Legislative Update: No Government Shutdown…For Now
Last Wednesday, in the final hours before the end of the fiscal year, Congress passed a short-term Continuing Resolution (CR) to avoid a government shutdown today and keep the government running until December 11th. In recent weeks, it was unclear whether Congress would be able to come to agreement on the measure. In the Senate, the CR passed with a vote of 78 to 20. The measure passed the House with bi-partisan support and a divided Republican party in a vote of 277 to 151, with 186 Democrats and 91 Republicans in favor and 141 Republicans opposing.
House Speaker John Boehner (R-OH), who is set to retire from the speakership at the end of October, moved the bill forward despite most of his party opposing the measure. While Speaker Boehner’s decision to resign made it possible for him to move the bill forward without majority Republican support and minimal pushback from his party, this does not bode well for passing spending bills or another CR by December 11th. The party is still divided and the new Speaker will face the same dilemma of a) appeasing the majority of his party and have no bill or b) working with Democrats to move legislation forward at the expense of a united Republican party. It is very possible that we could face a government shutdown on December 11th.

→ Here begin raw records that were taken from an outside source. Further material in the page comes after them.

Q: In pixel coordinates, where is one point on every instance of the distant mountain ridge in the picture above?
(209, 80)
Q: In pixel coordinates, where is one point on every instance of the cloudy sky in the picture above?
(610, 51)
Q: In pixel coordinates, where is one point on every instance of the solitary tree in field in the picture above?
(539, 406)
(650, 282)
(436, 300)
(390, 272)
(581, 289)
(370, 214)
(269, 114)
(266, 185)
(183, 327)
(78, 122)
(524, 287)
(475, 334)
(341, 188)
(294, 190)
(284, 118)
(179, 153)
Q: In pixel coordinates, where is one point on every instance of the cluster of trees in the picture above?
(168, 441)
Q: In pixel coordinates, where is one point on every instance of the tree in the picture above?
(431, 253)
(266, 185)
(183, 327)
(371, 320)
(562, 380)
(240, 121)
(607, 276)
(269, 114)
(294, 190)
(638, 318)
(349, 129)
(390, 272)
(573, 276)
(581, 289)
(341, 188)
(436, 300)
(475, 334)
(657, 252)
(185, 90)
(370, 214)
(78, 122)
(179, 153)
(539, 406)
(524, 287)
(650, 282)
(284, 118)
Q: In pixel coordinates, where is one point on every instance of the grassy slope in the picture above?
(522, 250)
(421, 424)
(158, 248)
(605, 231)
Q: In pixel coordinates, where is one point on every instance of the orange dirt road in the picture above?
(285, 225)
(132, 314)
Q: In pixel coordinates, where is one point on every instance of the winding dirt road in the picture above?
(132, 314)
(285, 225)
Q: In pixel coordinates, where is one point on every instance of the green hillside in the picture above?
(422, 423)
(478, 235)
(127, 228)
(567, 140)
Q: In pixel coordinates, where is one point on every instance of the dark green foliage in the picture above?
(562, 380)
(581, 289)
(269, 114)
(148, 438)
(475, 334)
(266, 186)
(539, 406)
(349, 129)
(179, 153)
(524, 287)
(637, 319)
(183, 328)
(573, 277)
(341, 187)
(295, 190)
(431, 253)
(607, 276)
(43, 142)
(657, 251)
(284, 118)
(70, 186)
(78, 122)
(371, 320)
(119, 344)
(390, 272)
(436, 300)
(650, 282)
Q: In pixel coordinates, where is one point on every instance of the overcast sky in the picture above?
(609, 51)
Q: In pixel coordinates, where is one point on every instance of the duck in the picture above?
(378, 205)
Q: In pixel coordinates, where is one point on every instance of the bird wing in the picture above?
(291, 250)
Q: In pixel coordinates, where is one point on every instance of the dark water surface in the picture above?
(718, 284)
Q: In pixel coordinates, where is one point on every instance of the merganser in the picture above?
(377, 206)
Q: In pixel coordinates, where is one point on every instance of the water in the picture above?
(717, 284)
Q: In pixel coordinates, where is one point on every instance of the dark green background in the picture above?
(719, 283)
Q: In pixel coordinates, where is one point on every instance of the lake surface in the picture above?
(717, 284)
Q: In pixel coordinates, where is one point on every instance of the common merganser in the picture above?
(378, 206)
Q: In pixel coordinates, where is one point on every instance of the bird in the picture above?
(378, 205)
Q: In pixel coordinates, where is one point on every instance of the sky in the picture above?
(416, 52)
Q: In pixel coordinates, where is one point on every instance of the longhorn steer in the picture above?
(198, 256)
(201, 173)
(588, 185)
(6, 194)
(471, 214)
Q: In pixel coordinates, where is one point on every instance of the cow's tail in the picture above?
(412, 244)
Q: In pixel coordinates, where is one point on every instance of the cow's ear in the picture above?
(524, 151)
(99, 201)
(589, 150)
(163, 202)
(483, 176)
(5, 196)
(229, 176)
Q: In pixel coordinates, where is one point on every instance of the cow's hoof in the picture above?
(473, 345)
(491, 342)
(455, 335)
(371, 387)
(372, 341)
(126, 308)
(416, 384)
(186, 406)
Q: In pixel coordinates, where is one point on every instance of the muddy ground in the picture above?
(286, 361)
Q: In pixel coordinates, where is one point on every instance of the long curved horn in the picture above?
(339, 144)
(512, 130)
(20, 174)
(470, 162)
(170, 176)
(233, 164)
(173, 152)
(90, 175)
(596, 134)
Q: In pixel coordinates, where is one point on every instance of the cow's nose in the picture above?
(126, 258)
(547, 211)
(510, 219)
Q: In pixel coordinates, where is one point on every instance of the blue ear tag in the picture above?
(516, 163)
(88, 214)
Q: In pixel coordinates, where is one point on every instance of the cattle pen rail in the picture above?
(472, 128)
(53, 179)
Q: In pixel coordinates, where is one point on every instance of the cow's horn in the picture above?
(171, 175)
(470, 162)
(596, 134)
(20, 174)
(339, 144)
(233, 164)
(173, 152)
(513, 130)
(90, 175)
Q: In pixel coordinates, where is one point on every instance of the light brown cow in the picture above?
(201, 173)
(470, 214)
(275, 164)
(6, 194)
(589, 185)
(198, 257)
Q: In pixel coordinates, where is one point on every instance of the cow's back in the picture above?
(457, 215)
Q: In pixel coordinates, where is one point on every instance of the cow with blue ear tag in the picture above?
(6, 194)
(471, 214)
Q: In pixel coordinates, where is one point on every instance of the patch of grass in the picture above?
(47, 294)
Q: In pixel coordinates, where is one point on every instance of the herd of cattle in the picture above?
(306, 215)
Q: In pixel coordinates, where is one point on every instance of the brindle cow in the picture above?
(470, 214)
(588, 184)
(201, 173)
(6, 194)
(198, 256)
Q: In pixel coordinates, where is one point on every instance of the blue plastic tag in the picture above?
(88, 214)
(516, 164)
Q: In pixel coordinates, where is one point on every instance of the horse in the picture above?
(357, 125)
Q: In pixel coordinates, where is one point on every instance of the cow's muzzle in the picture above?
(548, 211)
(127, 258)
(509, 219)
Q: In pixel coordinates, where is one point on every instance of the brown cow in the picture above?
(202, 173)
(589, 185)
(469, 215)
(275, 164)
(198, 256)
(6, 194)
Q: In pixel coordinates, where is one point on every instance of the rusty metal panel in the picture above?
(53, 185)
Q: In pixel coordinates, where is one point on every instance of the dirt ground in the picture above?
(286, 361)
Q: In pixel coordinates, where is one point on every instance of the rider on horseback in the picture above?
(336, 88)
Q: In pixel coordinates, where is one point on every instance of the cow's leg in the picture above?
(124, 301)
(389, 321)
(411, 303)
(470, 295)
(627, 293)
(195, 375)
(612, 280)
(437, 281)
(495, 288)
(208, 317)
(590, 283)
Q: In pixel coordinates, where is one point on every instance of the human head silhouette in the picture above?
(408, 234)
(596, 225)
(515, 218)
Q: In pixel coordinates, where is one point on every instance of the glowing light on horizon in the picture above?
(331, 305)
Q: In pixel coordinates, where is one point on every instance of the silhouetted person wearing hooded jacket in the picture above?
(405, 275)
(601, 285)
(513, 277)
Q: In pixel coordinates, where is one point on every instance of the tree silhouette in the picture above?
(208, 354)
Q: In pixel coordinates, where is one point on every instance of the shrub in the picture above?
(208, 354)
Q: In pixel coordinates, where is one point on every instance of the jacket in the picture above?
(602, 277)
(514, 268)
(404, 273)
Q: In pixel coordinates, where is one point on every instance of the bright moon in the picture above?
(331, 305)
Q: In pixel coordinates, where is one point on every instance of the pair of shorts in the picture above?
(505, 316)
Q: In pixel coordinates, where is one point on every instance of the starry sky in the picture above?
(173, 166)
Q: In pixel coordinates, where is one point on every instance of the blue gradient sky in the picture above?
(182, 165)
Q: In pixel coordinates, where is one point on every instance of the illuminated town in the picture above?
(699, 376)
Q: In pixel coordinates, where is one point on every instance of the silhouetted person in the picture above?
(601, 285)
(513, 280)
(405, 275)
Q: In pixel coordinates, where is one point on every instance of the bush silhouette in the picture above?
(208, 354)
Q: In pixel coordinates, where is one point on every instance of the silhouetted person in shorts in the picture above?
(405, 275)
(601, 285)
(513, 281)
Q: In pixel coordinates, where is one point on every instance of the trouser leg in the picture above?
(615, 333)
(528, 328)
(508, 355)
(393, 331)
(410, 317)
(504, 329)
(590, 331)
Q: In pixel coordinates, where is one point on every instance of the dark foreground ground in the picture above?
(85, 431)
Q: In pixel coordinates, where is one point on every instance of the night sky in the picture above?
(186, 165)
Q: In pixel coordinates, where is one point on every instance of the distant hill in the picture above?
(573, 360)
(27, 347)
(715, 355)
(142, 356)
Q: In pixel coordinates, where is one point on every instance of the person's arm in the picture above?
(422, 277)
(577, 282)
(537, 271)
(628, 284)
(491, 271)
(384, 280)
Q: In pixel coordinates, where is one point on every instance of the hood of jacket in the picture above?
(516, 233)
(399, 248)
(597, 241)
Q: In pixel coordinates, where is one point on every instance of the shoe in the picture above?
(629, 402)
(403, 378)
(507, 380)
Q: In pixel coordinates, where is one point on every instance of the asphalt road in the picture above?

The Child Nutrition Act, which sets policy for programs including WIC and the National School Lunch Program, will continue to run by virtue of funding availability through the CR in the short-term while Congress works to complete and pass the latest version of the Act. Stay tuned for more details as the Child Nutrition Reauthorization (CNR) process moves forward.
This week, Congressional leaders plan to work with President Obama to negotiate a longer-term spending deal and decide on terms for raising the debt limit. Legislative staffs from both sides of the aisle have already met with White House aides to get started on the process of trying to reach a two-year spending deal. Lifting spending caps, which has proven to be a particularly contentious budgetary issue, will be a key part of any negotiations for a long-term spending deal after the December 11th expiration of the current CR. The President has said he won’t sign any more short-term spending bills, nor will he sign a longer-term spending bill that does not lift the domestic discretionary spending caps.
In addition, House Republicans will be busy this week choosing Speaker John Boehner’s successor. They plan to vote by secret ballot this Thursday to pick their party’s nominee for speaker, an office that will be formally elected by the full House once Boehner officially departs at the end of the month. So far, Congressman Kevin McCarthy (R-CA) is opposed by Daniel Webster (R-FL) and by Jason Chaffetz (R-UT).